Multiple failures caused state network crash
Multiple failures contributed to the crash of the state's entire computer network in Salem last month, according to the results of a post incident review.
The crash on Saturday, June 9, paralyzed web and phone services at dozens of state agencies from at least eight hours to up to nearly 48 hours, depending on the agency.
Officials at the state data center and Cisco, the vendor that provides the state's computer hardware, determined that two of the state network's four core routers simultaneously had back-up failures when PGE turned off power for scheduled construction at the state Capitol. The failure of router at the state Public Service Building was insufficient to trigger a takeover by a redundant piece of hardware at Department of Revenue, and the DOR router failed to communicate the crash to the other two routers at the state data center, said Sandy Wheeler, administrator for the state data center.
The four-router system is designed to prevent any interruption in online access. Each router has a battery and a generator backup and two motherboards. The second motherboard is meant to take over if the other one fails.
"When the outage happened, one of things we did not understand was why all of sudden within the state data center things stopped communicating," Wheeler said. "We could understand two pieces failed and couldn't get information to the data center, but what we couldn't figure out why those other things also stopped communicating.
"There were key network files sitting on those two pieces of equipment at Revenue and the Public Services Building that were not on the pieces of equipment in data center."
Technicians copied those files June 20 over to the two pieces of equipment at the state data center.
"By putting that there — if we were to have the same kind of experience, the state data center would keep routing traffic," Wheeler said. "Anything dependent on internet would continue working."
The state data center also plans to change the way it tests the network. Tests used to test equipment at one location at a time.

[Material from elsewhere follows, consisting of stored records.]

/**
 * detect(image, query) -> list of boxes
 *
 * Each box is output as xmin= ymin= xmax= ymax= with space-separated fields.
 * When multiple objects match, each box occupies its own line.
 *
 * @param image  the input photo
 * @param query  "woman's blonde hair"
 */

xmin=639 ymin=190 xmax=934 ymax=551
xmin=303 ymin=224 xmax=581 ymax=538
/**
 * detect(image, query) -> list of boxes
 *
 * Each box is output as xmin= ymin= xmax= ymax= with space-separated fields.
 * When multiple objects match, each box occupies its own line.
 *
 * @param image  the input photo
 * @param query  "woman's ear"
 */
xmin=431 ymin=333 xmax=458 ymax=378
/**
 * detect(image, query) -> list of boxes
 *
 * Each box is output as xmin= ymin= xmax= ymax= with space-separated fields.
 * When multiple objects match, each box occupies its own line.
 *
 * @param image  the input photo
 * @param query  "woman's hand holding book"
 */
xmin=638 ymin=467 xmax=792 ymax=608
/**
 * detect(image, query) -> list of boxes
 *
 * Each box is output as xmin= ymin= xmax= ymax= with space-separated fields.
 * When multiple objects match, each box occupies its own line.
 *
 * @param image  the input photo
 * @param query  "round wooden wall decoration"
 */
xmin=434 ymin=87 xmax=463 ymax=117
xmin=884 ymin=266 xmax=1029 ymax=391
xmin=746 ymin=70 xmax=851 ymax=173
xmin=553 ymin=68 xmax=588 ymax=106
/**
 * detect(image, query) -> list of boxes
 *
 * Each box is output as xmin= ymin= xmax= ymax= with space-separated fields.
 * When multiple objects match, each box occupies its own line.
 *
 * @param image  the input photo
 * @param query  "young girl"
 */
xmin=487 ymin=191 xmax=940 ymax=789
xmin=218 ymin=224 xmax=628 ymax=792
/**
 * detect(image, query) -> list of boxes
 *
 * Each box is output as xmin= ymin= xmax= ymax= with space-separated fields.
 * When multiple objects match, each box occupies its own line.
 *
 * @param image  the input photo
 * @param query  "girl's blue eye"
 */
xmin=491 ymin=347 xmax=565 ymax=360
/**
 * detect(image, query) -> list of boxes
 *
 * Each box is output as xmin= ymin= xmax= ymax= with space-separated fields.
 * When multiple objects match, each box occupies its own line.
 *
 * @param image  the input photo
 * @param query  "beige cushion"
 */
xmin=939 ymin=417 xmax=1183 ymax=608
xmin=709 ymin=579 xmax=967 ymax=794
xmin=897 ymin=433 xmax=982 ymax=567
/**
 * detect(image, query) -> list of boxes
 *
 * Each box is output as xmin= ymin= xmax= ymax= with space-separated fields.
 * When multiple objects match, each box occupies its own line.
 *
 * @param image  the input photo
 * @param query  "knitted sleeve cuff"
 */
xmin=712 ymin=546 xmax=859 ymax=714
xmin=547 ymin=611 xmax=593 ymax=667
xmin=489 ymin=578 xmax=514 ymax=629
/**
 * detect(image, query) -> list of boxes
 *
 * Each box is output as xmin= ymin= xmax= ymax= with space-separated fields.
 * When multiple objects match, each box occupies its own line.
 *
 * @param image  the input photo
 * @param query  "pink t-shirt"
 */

Now, the tests will focus how the four routers work together, Wheeler said.
Crews were able to replace defective equipment in the system in a matter of hours, but it took up to nearly 48 hours for some agencies, including the Oregon Department of Transportation, to get websites back in operation.
State date center experts are still investigating why ODOT took longer than other agencies to recover.
"We take this and we learn from it and we continue to modify our procedures and processes," Wheeler said. "Hopefully, we won't have this kind of incident again because we have made technical changes as well as procedural changes."